Ao longo da vida tenho escrito tanto sobre o Carnaval que já não sei se devo continuar no tema ou escolher outro, um que fale dos males que hoje afligem o nosso povo, sobretudo a violência, a insegurança e o cultivo do ódio, do fanatismo e da perseguição que são a moeda que circula hoje no Maranhão. Disseram-me até que estavam tentando organizar um Bloco dos Perseguidos, mas chegaram à conclusão que eram tantos que não caberiam em um só bloco, mas ocupariam todo o Estado.

Os pobres comerciantes, além de terem de enfrentar a crise, têm de enfrentar o aumento dos impostos, que de maneira brutal caiu sobre o empresariado. A pecuária está estrangulada, com a via crucis que tem de enfrentar no caminho de banco em banco, de burocracia em burocracia, com os preços que até hoje estão deprimidos. O mesmo com os agricultores, grandes e pequenos, tendo que trabalhar somente para pagar impostos, dinheiro que vai para pintar de vermelho escolas, o muro do estádio, hospitais e tudo mais que aceite tinta. O vermelho é a cor revolucionária, fardamento dos funcionários que lidam com o público.

Mas deixemos isso para lá e vamos botar os tamborins para tocar, os tambores de São Luís, que tem um batido de 400 anos, as cabrochas bonitas rodopiando ao ritmo dos cocos africanos, um deles o Tambor de Crioula, e o gingado dos fofões no seu grito de guerra: “Tu me conheces, Carnaval?”

Meu tio Ferdinand, um festeiro de primeira linha, uma vez, quando viu o Bloco da Mesa, todos cantando com uma mesa carregada por foliões, tomou a mesa e colocou na cabeça e inventou uma marchinha: “Esta mesa não é minha, esta mesa é da vizinha.” E os donos verdadeiros do Bloco da Mesa o expulsaram, deram-lhe uns bofetões e ele chegou em casa com as marcas. Estórias de Carnaval.

Mas o mais singular Carnaval de que eu ouvi falar foi o do jornalista Antônio Carlos, que me afirmou que na Barra do Corda se cantava o Carnaval em latim – pode?

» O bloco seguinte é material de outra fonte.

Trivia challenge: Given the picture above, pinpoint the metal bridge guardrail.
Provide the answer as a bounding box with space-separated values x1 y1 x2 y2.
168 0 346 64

O latim das orações da Quarta-Feira de Cinzas entoado na bagunça do Carnaval. Não era canto gregoriano, mas samba de breque.

E o “Cara-Dura”, o último carro do bonde que ia para o Anil, todo enfeitado, gente brincando com cofo cheio de capim e a tapioca fazendo o Bloco dos Sujos, onde até urina era jogada na luta da brincadeira.

Depois quiseram encurralar o Carnaval só nos desfiles da avenida das escolas de samba, cada uma querendo ter mais brilho do que a outra e criando um espetáculo que não tinha a espontaneidade dos blocos de rua.

Agora, há um movimento da onda contrária, está voltando o Carnaval de rua em todo o Brasil. Em São Paulo o prefeito está discutindo se são três milhões e meio ou quatro milhões de bloquistas. Em Recife é o Galo da Madrugada, na Bahia, com bloco ou sem bloco, a turma quer é brincar, reclamando da falta de mictórios – e na falta destes marcham para aquilo que na Bahia chamam de descarrego -, enquanto no Rio também os mijadores de automóvel fazem a festa dos fotógrafos e dos curiosos.

Mas estamos falando é daqui e vamos deixar para lá que eles façam o que quiserem para festejar a alegria. No Maranhão o Carnaval forte sempre foi e será o de blocos de rua, com maizena e sem o rodó (lança-perfume de outrora) a fazer os sovacos cheirosos da folia. A palavra de ordem portanto é botar o bloco na rua… e viva o Rei Momo!

Picasso, quando completou 90 anos, disse: “Ah! Que saudades dos meus 80.” E eu, que estou no caminho de lá, que nunca fui carnavalesco, que só gostava mesmo era de assistir os desfiles e ver minha sogra, na Rua do Passeio, com a grande panela de mingau de milho, a receber os bêbados e dar a cada um copázio – eles saíam bons, para recomeçar um novo porre, eu digo:

– Ah! Que saudades, não dos meus 80, mas dos meus 18, com baile de máscara, dominó e tudo.